The transition from the optimistic 1950s to the radical 1960s thus produced an interesting paradox. If modern architecture associated itself, through the notion of Anthropophagy, with the representation of the Brazilian character and constructivist-oriented artists rejected such views embracing a more internationalist perspective, the demise of the utopian dream of a modern nation associated with the construction of Brasilia, brought a renewed interest in Oswaldian ideas amongst sectors of the artistic community. However, no longer was the figure of the threatening savage the metaphoric currency. It was the criminal, the delinquent, the urban threat that emerged as cultural hero during the 1960s. Brazil’s other, had become a city dweller.
Retracing the internationalism of post war constructivism
Guy Brett has suggested that the 1956 exhibition This is Tomorrow at the Whitechapel Gallery in London, although belonging to a different historical moment, could offer an interesting comparison in terms of its ‘vision of a ‘future’’ with Oiticica’s environmental proposition at the same gallery in 1969. In fact, it is interesting to view such disparate events as cultural products related through a set of common concerns and influences, which affected diverse groups of artists around the world following the Second World War.
In an article from 1960 entitled ‘A SignificaÁ?o de Lygia Clark’ (‘The Significance of Lygia Clark’), the art critic M?rio Pedrosa commented on what he perceived as the decadence sculpture was experiencing at that moment. From the early modernists, he remarked, great sculpture had arisen from developments quite distinct from the domain of painting. The decadence was therefore, in his opinion, a symptom of sculpture’s return to a position of submission to painting. It is interesting that one of the first examples of such decadence given by Pedrosa was the ‘post-Henry Moore group’ in England, whose work he had previously seen as very promising. However, as the work of Eduardo Paolozzi, one of its younger members, demonstrated, the group had, according to Pedrosa, reached a point of exhaustion.

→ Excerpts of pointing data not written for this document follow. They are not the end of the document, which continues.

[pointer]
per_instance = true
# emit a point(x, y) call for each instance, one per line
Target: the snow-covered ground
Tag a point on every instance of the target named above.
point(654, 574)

Pedrosa disassociated Clark’s work from what he saw as the ‘decadence’ of international sculpture. Positing Clark in opposition to such a condition of dependency, he claimed that her work stemmed from a personal and profound process of discovery. It is somewhat ironic that hers was a process that began with painting. Nevertheless, it was the breaking away from the picture frame that had allowed the work to ‘move’ towards the viewer, to invite his/her participation. Pedrosa associated such a development with statements made by Gabo and Pevsner where they affirmed their ‘conviction that only spatial constructions would touch the heart of the future human masses.’